Nikki and I were driving back from sorority and she was playing music from Trents IPod.(yes she has taken ownership of Trents IPod) Anyway the song "Lean On Me" came on. She asked if this was the song we used to sing as a family when we would get together. It brought back so many memories like recording songs in Grandma and Grandpa's condo, and singing in the ward talent show in West Valley. And how can I forget singing on Grandma Hand's couch... of course it wasn't lean on me but seriously that was one of my favorite memores. (for those of you who don't remember I believe we were singing If I could Walk 5000 miles... I dont' know the name of the song.)

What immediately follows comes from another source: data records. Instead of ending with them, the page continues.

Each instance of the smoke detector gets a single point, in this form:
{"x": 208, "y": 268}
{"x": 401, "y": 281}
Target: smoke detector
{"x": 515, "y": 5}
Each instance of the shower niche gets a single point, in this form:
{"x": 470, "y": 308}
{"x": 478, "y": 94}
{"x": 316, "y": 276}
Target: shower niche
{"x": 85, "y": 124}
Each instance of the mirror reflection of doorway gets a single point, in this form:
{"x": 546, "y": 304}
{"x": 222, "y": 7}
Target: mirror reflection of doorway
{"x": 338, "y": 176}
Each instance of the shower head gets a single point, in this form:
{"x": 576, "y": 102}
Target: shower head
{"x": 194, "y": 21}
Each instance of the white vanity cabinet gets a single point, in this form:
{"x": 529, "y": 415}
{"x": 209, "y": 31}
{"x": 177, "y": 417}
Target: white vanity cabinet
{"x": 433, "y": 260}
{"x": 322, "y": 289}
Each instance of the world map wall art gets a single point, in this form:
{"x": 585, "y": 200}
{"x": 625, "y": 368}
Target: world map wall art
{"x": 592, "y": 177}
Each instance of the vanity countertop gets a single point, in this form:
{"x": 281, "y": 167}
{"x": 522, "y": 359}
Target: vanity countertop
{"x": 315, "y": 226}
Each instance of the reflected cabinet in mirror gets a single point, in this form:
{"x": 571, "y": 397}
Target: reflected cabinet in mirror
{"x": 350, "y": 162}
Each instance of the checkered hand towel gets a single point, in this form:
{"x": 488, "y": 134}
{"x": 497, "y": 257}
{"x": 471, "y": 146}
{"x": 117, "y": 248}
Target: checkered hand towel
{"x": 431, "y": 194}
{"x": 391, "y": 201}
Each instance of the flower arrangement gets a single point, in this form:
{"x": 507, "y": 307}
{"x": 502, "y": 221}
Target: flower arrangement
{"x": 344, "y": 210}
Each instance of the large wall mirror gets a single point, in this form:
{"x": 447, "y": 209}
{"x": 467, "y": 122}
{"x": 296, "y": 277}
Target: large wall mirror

So we started singing to the music knowing all the words of course. I Just wanted to thank all of you for being there for me. Sometimes I exclude myself because I don't feel like I fit in. Since I'm not married and I don't have kids. And sometimes I make the excuse that you guys exclude me. I just first of all want to apologize for that. The truth is I've been a little envious of all of your lives. I look up to every single one of you. I'm so grateful to have you in my life. And thank you for all the support and love that you have given to me. My life definantly hasn't turned out the way I planned it to but I'm grateful for all that I've learned so far. I hope that one day when I have a family of my own I'll be able to remember the things that each of you have written. I really do look up to you. You are all so amazing!

Love ya lots!

Crystal

Tuesday, March 2, 2010

Celebration

Ok so its been a little while. Most of you may be aware that I am once again back in school. I'm taking chemistry this semester and get this... I like it! I know weird right? Its still stressful and challenging but I like learning about different elements and seeing the effects they have on each other when they combine. Anyway I found the geek in me for sure! ;)

So anyway lets see what else is new with me.... nothing I guess... wow sorry I was hoping for a more exciting post but I think thats all I've got.